In 1942, at age 13, Wilson created what is now called the All Taxa Biodiversity Inventory (ATBI), a widely used census of all species of a chosen group of organisms in a single place. For teenage Wilson, it was ants in a vacant lot in Mobile, Albama. He found a variety of species familiar to him, then one nest teeming with ants strange and unexpected. “It turned out to be the imported fire ant Solenopsis invicta, the first record in the northern hemisphere,” which he calls “the find of a lifetime.” These South American ants – a mid-century example of an invasive species – had hitched a ride in cargo bound for Mobile from Argentina and Uruguay.
Young Wilson felt an overwhelming drive “to become an expert in some aspect of natural history, and to learn the science supporting it.” To note that he achieved his goal makes for vast understatement. He went on to a decorated academic career at Harvard University and to fame as an author, igniting furious scientific controversy with his 1975 book, “Sociobiology: The New Synthesis,” which attempted to explain the biological basis of social behavior in animals, including humans. Wilson has twice won the Pulitzer Prize in nonfiction, in 1979 for “On Human Nature” and in 1991 for “The Ants,” co-authored with Bert Hölldobler. The popularizer of the biophilia concept (humans feel an urge to connect with other creatures) and the conservation project aiming to set aside half the Earth to protect biodiversity, Wilson is today considered the world’s top ant expert.

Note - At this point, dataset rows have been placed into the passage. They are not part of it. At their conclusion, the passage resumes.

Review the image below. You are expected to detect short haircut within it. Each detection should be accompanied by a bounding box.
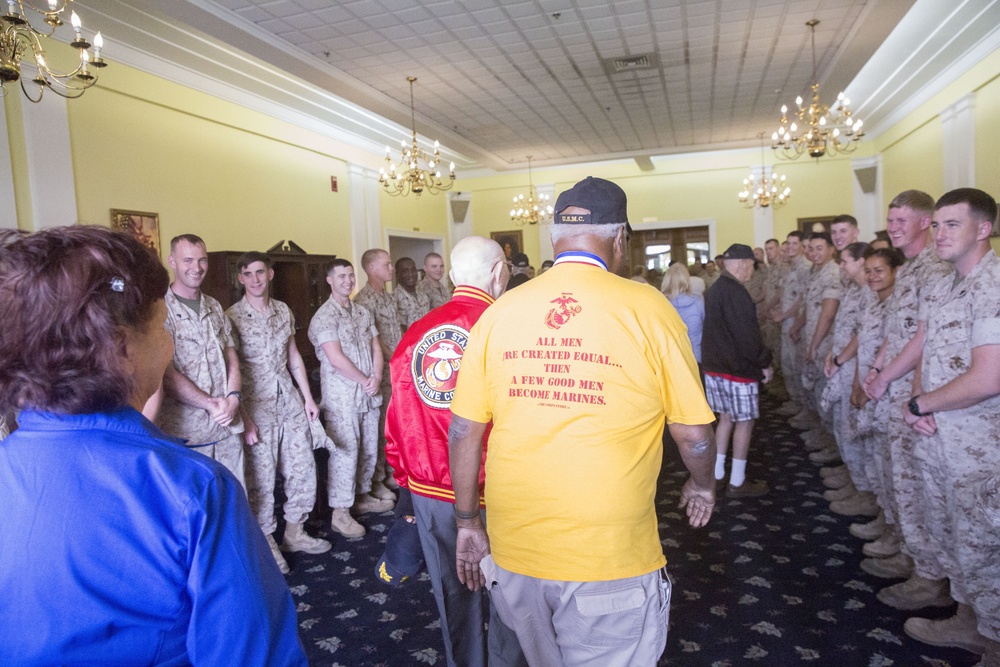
[326,257,354,276]
[549,222,625,245]
[170,234,208,252]
[889,190,934,214]
[934,188,997,223]
[830,213,858,227]
[865,247,906,269]
[236,250,274,271]
[361,248,389,271]
[660,262,691,299]
[809,232,833,245]
[0,226,170,414]
[840,241,870,260]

In “Tales From the Ant World,” his explanations of ant “gender” (most scientists would grant to insects only “sex”) and raiding behavior make for exciting reading. Because males live inside the nest except for the one-time act of mating, any ant we may notice is female, including the soldiers. Males – Wilson describes them as “pathetic creatures” and “flying sperm missiles” – contribute nothing except that single mating, and then they die. Females are tiny powerhouses that rule and defend the nest and, of course, ensure the future. The queen’s power is absolute: She makes a choice either to allow a single sperm through a tube inside her body, resulting in a female egg, or to close off the tube, resulting in a male egg.

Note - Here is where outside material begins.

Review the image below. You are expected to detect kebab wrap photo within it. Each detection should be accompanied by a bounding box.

In Mozambique, Wilson studied the Matabele ant, a species that favors termites as food. Watching these ants raid a termite nest, he declares, “is one of the most dramatic wildlife spectacles of Africa.” One ant heads off to scout a termite mound. If she discovers a way to get inside, she lays down a chemical trail on her way back home. This trail recruits a large group of female raiders that rush into the mound and may carry off up to 10 dead termites each in their mandibles. Despite this level of Matabele aggression, Wilson anoints a garden ant of the Amazon rain forest, Camponotus femoratus, with the “most ferocious” status. Ant tales ensue from the Amazon, indeed from all corners of the world, including the Australian outback and Mount Washington in New Hampshire.
We humans may wish to see ourselves as the Earth’s dominant species, but this assumption overlooks the ecological facts. “On arrival in a new land,” Wilson writes, “ants penetrate every available nest site, take control of most available food sources, and in so doing create an arthropod hegemony that controls every level of the land from the highest canopy to the lowest root mass.” Ants sculpt our planet, a process that began more than 100 million years ago. Take that, human ego!

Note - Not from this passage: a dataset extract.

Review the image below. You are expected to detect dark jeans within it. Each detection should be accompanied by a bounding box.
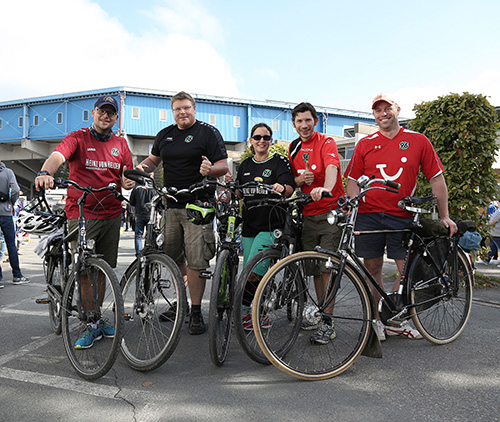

At any one time, some 10,000 trillion ants of 15,000 species roam the Earth. Wilson offers suggestions for how we can better appreciate the ones that dwell near us. Find ants in your kitchen? Remember that they carry no disease and are fun to observe: Feed them, don’t smush them. These ants are “especially fond of honey, sugar water, chopped nuts, and canned tuna.” For Wilson, these home visitors – like ants everywhere – are beautiful little animals to be cherished.